Что сомнения!.. Они расслабляют волю, мутят разум, да и слишком много было их в прошлом, сомнений и споров с самим собой, и ночей, проведенных в тягостных размышлениях над Кораном и над старинными книгами великих мудрецов и поэтов, — пора, пора словам обратиться в действие, мечте стать делом!..
«Надо ковать железо, пока оно горячо, — думал Аскар. — Сейчас не время заниматься пустыми разговорами, дорог каждый день, каждая минута…»

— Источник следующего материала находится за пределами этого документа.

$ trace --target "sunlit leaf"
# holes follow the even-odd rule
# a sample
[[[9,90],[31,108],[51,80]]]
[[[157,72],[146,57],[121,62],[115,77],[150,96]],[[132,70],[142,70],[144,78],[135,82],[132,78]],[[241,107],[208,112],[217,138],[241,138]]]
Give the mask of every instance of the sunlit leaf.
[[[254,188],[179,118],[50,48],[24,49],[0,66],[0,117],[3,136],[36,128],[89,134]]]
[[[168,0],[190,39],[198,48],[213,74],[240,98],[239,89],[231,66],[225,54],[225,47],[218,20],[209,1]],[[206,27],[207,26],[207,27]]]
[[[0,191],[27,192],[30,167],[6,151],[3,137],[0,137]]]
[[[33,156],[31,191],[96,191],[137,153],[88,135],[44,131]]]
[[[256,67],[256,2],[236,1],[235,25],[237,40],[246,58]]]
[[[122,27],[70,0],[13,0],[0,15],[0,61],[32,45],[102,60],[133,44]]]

Он вышел на широкую базарную площадь. Время было перед новолунием, на город опустилась темная, непроглядная ночь, но здесь еще встречались люди. Одни торопились домой после таравиха[86], другие бесцельно слонялись вдоль опустелых рядов, топтались вокруг чадящих мангалов, где в тусклом свете динхулу[87] можно было разглядеть палочки с шашлыком, куски вареного мяса, облитых жиром кур, жаренных прямо на огне. Уже крепкие замки повисли на дверях лавок, закрылись шумные чайханы, только кое-где мигали окна, маня запоздалых посетителей, да прерывистое, нестройное пение доносилось из ночных кабаков. Но здесь, как голодные волки, рыскали сборщики налогов: за освещение — особый налог, за каждую свечу или лампаду — плати, не то горе хозяину: и свечу погасят, и поиздеваются вдоволь, и вытянут все, что положено, до последней монетки.